Adulé pour ses succès, à peine critiqué pour ses échecs, Nicolas Hayek vivait sous les projecteurs, sans pour autant s’épancher sur sa vie personnelle. Et encore moins sur sa jeunesse libanaise. Pourtant, «il a cultivé le sens de la famille comme à Beyrouth. Chez lui, jamais de disputes, chacun a su où était sa place. Son fils Nick à la direction générale, sa fille Nayla à la présidence ne remettent pas en cause son héritage», observe Jürg Wegelin. C’est aussi de manière familiale, ou plutôt patriarcale, qu’il a dirigé le groupe Swatch: avec beaucoup de visibilité, adorant notamment se faire photographier avec plusieurs montres aux deux poignets. Avec beaucoup de soutien à ses employés. Mais sans pitié pour ceux qui s’en allaient. Il n’était pas loin de les considérer comme des traîtres. Entrepreneur génial, Nicolas Hayek a gouverné son groupe d’une main de fer, et cela jusqu’à son dernier jour, le 28 juin 2010.


En savoir plus

➤ Situé au bord du lac, autour d’un cèdre du Liban, un parc à Bienne porte le nom de Nicolas G. Hayek. Il a été inauguré en 2012, deux ans après la mort de ce visionnaire. Un panneau d’information à l’entrée de cet espace résume le parcours de vie et l’œuvre de Nicolas Hayek.
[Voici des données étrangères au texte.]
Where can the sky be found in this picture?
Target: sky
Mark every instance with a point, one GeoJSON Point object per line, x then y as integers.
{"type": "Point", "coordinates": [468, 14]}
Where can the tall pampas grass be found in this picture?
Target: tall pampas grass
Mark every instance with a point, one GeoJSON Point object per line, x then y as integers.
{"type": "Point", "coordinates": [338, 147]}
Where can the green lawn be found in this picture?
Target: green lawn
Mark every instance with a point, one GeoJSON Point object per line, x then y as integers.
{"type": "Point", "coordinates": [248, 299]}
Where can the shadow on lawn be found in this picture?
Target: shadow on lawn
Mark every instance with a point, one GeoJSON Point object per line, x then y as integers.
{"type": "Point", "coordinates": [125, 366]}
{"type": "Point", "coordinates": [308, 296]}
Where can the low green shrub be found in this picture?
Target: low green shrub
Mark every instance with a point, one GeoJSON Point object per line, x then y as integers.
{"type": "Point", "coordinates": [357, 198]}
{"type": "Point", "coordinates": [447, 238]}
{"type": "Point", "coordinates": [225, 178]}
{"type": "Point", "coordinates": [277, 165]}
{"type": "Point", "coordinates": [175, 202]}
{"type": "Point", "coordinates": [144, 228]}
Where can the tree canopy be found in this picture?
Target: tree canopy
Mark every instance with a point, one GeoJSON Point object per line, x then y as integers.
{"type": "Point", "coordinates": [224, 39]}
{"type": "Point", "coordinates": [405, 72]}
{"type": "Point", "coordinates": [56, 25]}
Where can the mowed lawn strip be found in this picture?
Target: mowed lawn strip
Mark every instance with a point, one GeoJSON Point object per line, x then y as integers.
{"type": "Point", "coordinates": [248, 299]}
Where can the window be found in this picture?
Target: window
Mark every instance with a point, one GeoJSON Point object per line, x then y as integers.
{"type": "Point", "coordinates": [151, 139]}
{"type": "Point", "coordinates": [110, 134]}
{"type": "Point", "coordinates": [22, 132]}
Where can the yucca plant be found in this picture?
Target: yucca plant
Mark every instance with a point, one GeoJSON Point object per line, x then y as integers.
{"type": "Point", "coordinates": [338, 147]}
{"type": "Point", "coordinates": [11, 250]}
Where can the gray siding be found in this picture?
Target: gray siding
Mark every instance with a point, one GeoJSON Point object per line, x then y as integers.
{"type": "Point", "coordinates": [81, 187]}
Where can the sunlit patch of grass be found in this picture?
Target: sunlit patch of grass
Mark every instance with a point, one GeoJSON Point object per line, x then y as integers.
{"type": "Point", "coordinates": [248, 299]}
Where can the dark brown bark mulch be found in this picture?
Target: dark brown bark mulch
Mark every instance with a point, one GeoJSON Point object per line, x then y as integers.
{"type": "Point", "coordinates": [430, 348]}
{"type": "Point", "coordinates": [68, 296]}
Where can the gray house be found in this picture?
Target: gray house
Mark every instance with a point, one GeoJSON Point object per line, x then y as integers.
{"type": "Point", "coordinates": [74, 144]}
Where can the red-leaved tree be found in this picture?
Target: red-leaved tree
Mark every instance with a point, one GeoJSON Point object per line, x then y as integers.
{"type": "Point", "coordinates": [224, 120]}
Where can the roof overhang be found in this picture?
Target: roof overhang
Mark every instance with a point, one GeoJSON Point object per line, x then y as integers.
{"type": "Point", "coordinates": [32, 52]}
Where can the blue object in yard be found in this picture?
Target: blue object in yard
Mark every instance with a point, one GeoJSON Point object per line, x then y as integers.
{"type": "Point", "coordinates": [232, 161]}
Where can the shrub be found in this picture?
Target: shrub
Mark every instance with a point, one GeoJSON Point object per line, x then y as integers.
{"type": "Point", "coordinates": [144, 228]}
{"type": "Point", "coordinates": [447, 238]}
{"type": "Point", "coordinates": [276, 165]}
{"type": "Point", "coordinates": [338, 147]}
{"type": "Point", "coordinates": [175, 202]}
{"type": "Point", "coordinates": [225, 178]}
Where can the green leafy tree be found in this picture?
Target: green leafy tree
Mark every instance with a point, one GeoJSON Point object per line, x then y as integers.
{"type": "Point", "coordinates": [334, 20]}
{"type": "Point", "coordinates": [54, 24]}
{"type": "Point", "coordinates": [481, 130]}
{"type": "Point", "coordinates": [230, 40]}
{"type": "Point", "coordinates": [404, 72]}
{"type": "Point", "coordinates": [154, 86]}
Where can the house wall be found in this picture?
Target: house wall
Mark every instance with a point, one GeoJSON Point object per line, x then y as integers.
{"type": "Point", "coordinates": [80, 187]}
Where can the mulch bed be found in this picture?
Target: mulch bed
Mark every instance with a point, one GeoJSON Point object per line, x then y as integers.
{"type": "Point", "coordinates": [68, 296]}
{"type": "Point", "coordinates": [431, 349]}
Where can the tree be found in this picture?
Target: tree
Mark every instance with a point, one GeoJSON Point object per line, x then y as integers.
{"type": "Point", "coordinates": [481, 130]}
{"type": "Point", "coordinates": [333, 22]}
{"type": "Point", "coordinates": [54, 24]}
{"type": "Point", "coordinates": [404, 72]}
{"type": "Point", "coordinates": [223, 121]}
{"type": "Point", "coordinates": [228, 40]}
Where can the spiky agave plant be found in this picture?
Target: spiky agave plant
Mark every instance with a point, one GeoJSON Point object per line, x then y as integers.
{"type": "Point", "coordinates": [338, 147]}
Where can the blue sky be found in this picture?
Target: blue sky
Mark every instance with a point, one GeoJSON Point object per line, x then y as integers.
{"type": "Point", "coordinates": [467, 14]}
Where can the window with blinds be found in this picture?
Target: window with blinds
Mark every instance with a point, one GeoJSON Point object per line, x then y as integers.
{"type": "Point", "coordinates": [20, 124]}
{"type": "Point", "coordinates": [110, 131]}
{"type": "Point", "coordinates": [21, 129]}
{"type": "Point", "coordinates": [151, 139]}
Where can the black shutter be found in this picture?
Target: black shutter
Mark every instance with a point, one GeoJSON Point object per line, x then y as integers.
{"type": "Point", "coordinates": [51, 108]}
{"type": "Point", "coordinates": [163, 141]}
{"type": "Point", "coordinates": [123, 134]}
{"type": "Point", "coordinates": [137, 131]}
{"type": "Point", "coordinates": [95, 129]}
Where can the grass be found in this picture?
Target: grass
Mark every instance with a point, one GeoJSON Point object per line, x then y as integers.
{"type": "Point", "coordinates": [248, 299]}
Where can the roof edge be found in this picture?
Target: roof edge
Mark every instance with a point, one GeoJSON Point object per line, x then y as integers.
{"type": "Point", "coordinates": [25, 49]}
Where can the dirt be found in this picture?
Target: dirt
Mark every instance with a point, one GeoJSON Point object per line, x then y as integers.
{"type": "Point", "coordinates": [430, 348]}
➤ Deux biographies lui sont consacrées en Suisse, celle de Friedemann Bartu, «Nicolas G. Hayek. Au-delà de la saga Swatch. Entretiens d’un authentique entrepreneur» (Albin Michel, 2006), et celle de Jürg Wegelin, «Mister Swatch» (Nagel & Kimche, 2010). Une traduction française de ce dernier ouvrage est en préparation.